Question Answering as Search - the Anserini Pipeline and Other Stories

Sujit Pal • Location: Theater 4 • Back to Haystack 2020

In the last couple of years, we have seen enormous breakthroughs in automated Open Domain Restricted Context Question Answering, also known as Reading Comprehension, where the task is to find an answer to a question from a single document or paragraph. A potentially more useful task is to find an answer for a question from a corpus representing an entire body of knowledge, also known as Open Domain Open Context Question Answering. To do this, we adapted the BERTSerini architecture (Yang, et al., 2019), using it to answer questions about clinical content from our corpus of 5000+ medical textbooks. The BERTSerini pipeline consists of two components – a BERT model fine-tuned for Question Answering, and an Anserini (Yang, Fang, and Lin, 2017) IR pipeline for Passage Retrieval. Anserini, in turn, consists of pluggable components for different kinds of query expansion and result reranking. Given a question, Anserini retrieves candidate passages, which the BERT model uses to retrieve the answer from. The best answer is determined using a combination of passage retrieval and answer scores. Evaluating this system using a locally developed dataset of medical passages, questions, and answers, we adapted the BERT Question Answering component to our content using a combination of fine-tuning with third party SQuAD data, and pre-training the model using our medical content. However, when we replaced the canned passages with passages retrieved using the Anserini pipeline, performance dropped significantly, indicating that the relevance of the retrieved passages was a limiting factor.
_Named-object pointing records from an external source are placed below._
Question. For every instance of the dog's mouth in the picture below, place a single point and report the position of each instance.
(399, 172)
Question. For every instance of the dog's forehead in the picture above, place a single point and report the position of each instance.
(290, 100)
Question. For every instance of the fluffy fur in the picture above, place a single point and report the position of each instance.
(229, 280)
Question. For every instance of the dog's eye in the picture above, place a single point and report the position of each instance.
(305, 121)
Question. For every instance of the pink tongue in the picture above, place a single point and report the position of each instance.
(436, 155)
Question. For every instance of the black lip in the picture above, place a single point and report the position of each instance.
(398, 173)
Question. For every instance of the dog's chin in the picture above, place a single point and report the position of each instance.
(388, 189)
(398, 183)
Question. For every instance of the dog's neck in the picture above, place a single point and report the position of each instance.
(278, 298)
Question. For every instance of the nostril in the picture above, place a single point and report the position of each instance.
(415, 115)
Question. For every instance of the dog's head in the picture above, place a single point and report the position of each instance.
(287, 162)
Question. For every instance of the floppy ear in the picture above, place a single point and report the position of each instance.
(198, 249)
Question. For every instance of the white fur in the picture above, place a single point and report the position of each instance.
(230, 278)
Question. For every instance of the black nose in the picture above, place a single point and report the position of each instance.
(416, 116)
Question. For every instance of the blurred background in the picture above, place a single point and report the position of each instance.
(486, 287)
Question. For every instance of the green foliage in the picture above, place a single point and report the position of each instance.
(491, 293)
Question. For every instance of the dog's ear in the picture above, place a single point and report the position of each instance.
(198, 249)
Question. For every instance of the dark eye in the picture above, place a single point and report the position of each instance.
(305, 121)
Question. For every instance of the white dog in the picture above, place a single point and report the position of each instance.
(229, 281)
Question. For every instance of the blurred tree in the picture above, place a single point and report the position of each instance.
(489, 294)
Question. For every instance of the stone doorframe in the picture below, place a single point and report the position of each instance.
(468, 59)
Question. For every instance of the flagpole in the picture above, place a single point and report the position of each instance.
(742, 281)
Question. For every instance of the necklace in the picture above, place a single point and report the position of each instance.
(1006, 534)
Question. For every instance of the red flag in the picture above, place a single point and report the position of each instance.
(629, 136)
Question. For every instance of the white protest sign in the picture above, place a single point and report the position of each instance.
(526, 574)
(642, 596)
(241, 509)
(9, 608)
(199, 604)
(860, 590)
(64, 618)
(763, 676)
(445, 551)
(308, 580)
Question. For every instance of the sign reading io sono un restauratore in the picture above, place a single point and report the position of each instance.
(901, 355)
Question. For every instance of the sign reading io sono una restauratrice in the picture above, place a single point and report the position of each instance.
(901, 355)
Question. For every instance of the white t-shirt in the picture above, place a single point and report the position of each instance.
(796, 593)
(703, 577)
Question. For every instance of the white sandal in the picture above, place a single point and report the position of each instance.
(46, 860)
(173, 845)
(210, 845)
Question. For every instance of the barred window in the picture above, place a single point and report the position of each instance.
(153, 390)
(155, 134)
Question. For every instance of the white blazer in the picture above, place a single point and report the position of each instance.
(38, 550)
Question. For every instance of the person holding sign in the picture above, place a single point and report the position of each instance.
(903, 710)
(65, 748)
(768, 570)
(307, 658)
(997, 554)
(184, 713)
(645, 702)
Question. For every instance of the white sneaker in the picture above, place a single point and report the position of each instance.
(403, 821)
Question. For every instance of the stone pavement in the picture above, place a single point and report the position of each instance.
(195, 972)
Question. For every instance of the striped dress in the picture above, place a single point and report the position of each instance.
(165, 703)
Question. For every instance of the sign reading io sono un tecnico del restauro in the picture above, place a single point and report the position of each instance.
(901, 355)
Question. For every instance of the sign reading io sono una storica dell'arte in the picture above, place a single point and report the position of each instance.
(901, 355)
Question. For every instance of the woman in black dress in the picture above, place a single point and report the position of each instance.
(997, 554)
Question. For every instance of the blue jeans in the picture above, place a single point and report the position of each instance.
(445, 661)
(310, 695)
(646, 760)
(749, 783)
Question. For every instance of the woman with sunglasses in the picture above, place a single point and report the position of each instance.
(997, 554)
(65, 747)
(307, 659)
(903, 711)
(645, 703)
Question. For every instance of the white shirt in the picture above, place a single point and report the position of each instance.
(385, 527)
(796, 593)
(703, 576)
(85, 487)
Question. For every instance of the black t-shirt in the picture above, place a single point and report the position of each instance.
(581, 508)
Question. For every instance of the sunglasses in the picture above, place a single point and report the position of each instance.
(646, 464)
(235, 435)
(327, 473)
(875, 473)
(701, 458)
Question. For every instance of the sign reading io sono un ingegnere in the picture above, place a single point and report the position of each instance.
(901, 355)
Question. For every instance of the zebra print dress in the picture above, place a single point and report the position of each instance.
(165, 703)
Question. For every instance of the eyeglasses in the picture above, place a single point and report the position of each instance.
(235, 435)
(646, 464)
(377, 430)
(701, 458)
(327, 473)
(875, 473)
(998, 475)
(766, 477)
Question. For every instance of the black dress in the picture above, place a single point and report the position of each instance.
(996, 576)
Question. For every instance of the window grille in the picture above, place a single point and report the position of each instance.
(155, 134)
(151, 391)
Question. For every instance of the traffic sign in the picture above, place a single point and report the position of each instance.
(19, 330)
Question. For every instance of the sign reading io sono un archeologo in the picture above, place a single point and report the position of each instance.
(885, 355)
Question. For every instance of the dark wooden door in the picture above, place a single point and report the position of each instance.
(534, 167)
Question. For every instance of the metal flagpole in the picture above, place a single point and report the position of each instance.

The presentation will describe the actions taken to improve the relevance of passages returned by the Anserini pipeline.

Sujit Pal

Elsevier Labs

Sujit Pal works at Elsevier Labs, an advanced technology group within Elsevier. His introduction to search was as part of a team at CNET Networks implementing Atomics, a MySQL backed custom query engine to replace their legacy Altavista search engine. He was also one of the very early users of Solr within the company before it became an Apache project. He later joined Healthline, an ontology backed medical search company, where he was introduced to concept search. At Healthline, he made multiple improvements to their search platform, including moving it from Lucene to Solr, and introducing various features that combined emergent features of Solr with Natural Language Processing and Machine Learning technologies. At Elsevier, he has worked on large scale search quality measurement, Image Search, and most recently Question Answering.